D’autres voix non des moins soucieuses en Allemagne scandent haut et fort: “La peste brune fait peur, surtout dans un pays où la hantise des croix gammées et des crânes rasés, occulte le regard porté sur cette nouvelle engeance regroupée sous les étiquettes traditionnelles de l’extrême droite.”
Et d’ajouter: le vrai danger, ne réside pas dans un néo-nationalisme, mais dans l’émergence d’une opposition nationale capitaliste à l’encontre d’une marée immigratoire de plus en plus inquiétante, la société multiculturelle, la criminalité, le chômage et la baisse du niveau de vie, les exclus du turbo capitalisme et la kyrielle n’en finit pas. Les réactions de Bonn ne changeront rien, malgré son argumentation fallacieuse de créer 600.000 emplois temporaires subventionnés par l’Etat.
Les dirigeants allemands, qu’ils soient de droite ou de gauche, n’auront pas trop de peine à confesser à leurs concitoyens que l’avenir n’est pas aussi prometteur qu’ils le croient, l’Allemagne étant confrontée à des défis surprenants impliquant beaucoup de sacrifices. Les syndicats, eux, s’en tiennent à leur vieille thèse: “Conserver tous les acquis jusqu’au jour où la croissance que l’on préconise, nous ramènera au bon vieux temps.”

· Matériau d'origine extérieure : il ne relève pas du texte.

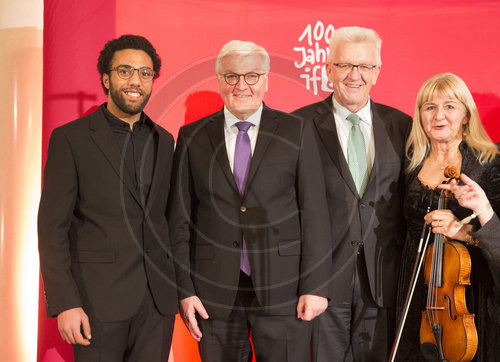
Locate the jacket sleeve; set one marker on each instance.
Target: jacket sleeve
(180, 209)
(60, 188)
(488, 234)
(315, 268)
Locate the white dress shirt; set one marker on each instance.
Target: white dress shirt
(344, 127)
(231, 131)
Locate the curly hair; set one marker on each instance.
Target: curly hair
(126, 42)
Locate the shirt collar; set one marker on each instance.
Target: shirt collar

Dans l’Allemagne de cette fin de siècle, l’événement d’une révolution culturelle qui déclencherait irréversiblement des réformes sociales à l’air du temps, n’est certes pas pour demain. La prospérité de ce pays est encore suffisante pour permettre au système socio-économique de perdurer. Cependant, nul ne peut nier l’évolution galopante qui aboutira, désormais, à ce que de moins en moins d’actifs alimentent de plus en plus de chômeurs en colère.

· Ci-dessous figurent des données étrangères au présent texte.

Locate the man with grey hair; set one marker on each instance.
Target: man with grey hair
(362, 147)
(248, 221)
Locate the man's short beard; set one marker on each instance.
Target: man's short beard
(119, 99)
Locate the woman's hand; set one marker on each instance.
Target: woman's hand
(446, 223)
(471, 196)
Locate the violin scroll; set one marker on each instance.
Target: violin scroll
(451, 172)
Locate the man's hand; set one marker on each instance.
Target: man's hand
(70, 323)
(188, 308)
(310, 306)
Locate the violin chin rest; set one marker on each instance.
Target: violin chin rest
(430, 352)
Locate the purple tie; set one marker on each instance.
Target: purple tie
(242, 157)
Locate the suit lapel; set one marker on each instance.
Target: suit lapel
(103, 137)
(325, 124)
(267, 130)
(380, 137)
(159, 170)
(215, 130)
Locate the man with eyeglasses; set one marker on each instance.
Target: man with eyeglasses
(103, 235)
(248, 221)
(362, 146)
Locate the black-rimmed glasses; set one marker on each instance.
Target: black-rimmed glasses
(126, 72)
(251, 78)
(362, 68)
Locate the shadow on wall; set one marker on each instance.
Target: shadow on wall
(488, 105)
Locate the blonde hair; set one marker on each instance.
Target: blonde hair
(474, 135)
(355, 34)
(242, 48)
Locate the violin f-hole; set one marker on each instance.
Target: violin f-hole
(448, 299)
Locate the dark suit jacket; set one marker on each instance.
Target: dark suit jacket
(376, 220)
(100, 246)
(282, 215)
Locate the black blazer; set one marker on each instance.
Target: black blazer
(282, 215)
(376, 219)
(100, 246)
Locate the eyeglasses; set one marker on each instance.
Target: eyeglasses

Le modèle allemand en vigueur ne pourra jamais être un éternel recommencement. La politique pour le malheur des ayants droit, aura toujours le dernier mot.
Les Allemands du troisième millénaire sauront-ils apprendre à coexister ou bien leurs différences et leurs ambiguités les pousseront-ils, derechef, vers  un nouveau type de conflit idéologique plus violent que tous ceux qu’ils ont vécus durant un demi-siècle? L’avenir le prouvera. 

 
 “Les hommes d’Etat à poigne peuvent agir d’une façon constructive, à condition d’être conscients de la réalité et de la vivre au quotidien. A se préoccuper de la préserver et de la respecter. Cette prise de conscience est indispensable, voire impérative.”